Interdisciplinary Initiatives Program Round 12 - 2024


Project Investigators:

Jonathan H. Chen, Medicine - Biomedical Informatics Research
Michael Bernstein, Computer Science
Robert Tibshirani, Biomedical Data Science and Statistics
Mary Kane Goldstein, Health Policy


Abstract:

Over 25 million people in the United States have deficient access to medical specialty expertise, disproportionately affecting marginalized communities. Delays in access can lead to worsened health outcomes and higher mortality rates. Current electronic consultation (eConsult) systems can improve access by reducing time and space barriers for specialty medical advice but remain constrained by specialist labor shortages. Advanced clinical decision support (CDS) systems and foundation models in healthcare offer the potential to scalably meet the needs of more patients, but they face challenges such as privacy concerns, data security, and integration into clinical workflows. To address these issues, this project aims to develop and evaluate advanced artificial intelligence (AI) technologies, specifically a Retrieval-Augmented Language Model (RALM) using state-of-the-art large language models (LLMs) combined with real medical records and evidence-based reference sources. To concretely demonstrate and evaluate the potential of such an approach, we will develop a system to predict diagnostics and medications that a subsequent (specialist) physician would order for a patient requesting a consultation. This could translate into increased capacity and access for patients by creating a new scalable channel for consultative suggestions that could eliminate unnecessary or ineffective in-person visits that only result in clinical orders that could have been addressed beforehand.
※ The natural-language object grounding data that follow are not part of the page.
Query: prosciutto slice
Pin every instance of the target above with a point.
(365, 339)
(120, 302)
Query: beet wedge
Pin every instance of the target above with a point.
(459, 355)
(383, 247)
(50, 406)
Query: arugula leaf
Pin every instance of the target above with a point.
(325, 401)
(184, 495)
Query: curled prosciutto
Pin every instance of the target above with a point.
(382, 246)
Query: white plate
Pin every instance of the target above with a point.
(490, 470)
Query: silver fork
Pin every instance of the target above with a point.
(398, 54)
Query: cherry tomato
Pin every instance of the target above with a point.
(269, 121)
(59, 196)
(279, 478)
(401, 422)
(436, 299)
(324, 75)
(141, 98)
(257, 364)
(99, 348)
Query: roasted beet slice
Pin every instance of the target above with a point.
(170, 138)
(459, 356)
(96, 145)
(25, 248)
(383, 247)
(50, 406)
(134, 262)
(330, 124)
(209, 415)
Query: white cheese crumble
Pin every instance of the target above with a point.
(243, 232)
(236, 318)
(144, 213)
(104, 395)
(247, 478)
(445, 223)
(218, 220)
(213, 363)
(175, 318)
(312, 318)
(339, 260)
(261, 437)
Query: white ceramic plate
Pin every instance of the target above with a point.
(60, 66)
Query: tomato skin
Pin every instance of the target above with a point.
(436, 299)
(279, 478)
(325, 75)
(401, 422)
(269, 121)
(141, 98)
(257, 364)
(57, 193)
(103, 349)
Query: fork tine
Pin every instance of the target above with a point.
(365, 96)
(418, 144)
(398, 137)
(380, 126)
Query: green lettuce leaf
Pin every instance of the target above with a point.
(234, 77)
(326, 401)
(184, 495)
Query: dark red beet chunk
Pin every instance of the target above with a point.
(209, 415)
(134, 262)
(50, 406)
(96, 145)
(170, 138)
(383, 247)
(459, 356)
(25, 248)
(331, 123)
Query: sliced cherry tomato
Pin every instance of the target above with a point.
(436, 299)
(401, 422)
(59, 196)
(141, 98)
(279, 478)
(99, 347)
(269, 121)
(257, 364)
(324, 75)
The RALM-based Digital Medical Consultation system will integrate real-time patient-specific data with LLMs to generate structured lists of recommended tests and medications for patients along with generated explanatory consultation notes.

Our multidisciplinary team is uniquely positioned to translate AI applications into clinical practice. The system will be evaluated through iterative testing, validation phases, and human-computer interaction (HCI) usability testing with primary care and specialty physicians. This project will demonstrate that digital consultation tools can empower personalized specialty-level care in the primary care context through discrete evaluation of predicted vs. actual clinical orders as well as human expert evaluation of the quality of generated explanatory consultation text. In so doing, it will increase the efficiency and capacity of an overwhelmed healthcare workforce. Moreover, it will promote access and mitigate disparities in populations historically marginalized by the healthcare system. The products of this project will stretch beyond peer-reviewed publications advancing knowledge in the design of these systems. The results will be shared through peer-reviewed publications, interactive prototypes, and comprehensive clinical knowledge graphs, paving the way for future research and large-scale implementation of AI-driven healthcare solutions. These advances will only become more important with the escalating complexity of medicine, making high-quality, timely, equitable, and economical healthcare more accessible for all. Ultimately, we hope our innovations will fulfill a vision for clinical decision support that empowers our most valuable medical resource, people, to make healthcare more scalable in reach, responsiveness, and reproducibility.